CALRETICULIN, AN ANTITHROMBOTIC AGENT WHICH BINDS TO VITAMIN-K-DEPENDENT COAGULATION-FACTORS, STIMULATES ENDOTHELIAL NITRIC-OXIDE PRODUCTION, AND LIMITS THROMBOSIS IN CANINE CORONARY-ARTERIES

Coagulation Factor IX/IXa has been shown to bind to cellular surfaces, and Factor IXa expresses its procoagulant activity by assembling into the intrinsic Factor X activating complex (Factors IXa/VIIIa/X), which also forms on membrane surfaces. This led us to identify cellular proteins which bind Factor IX/IXa; an approximate to 55-kDa polypeptide was purified to homogeneity from bovine lung extracts based on its capacity to bind I-125-Factor IX in a dose-dependent and saturable manner.

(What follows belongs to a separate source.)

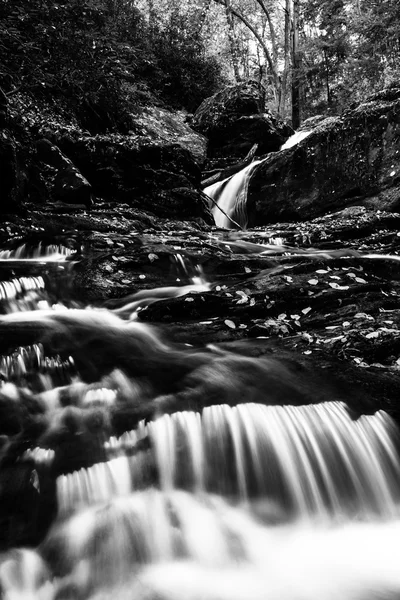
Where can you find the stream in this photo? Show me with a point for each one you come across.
(136, 467)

From protein sequence data of the amino terminus and internal peptides, the approximate to 55-kDa polypeptide was identified as calreticulin, a previously identified intracellular calcium binding protein. Recombinant calreticulin bound vitamin K-dependent coagulation factors, I-125-Factor IX, I-125-Factor X, and I-125-prothrombin (K-d values of approximate to 2.7, 3.2, and 8.3 nM, respectively), via interaction with its C-domain, although it did not affect the coagulant properties of these proteins. I-125-Calreticulin also bound to endothelial cells in vitro (K-d approximate to 7.4 nM), and mouse infusion studies showed an initial rapid phase of clearance in which calreticulin could be localized on the vascular endothelium. Exposure of endothelial cells to calreticulin led to dose-dependent, immediate, and sustained increase in the production of nitric oxide, as measured using a porphyrinic microsensor. In a canine electrically induced thrombosis model, intracoronary infusion of calreticulin (n = 7) prevented occlusion of the left circumflex coronary artery in a dose-dependent manner compared with vehicle-treated controls (n = 5). These results indicate that calreticulin interacts with the endothelium to stimulate release of nitric oxide and inhibit clot formation.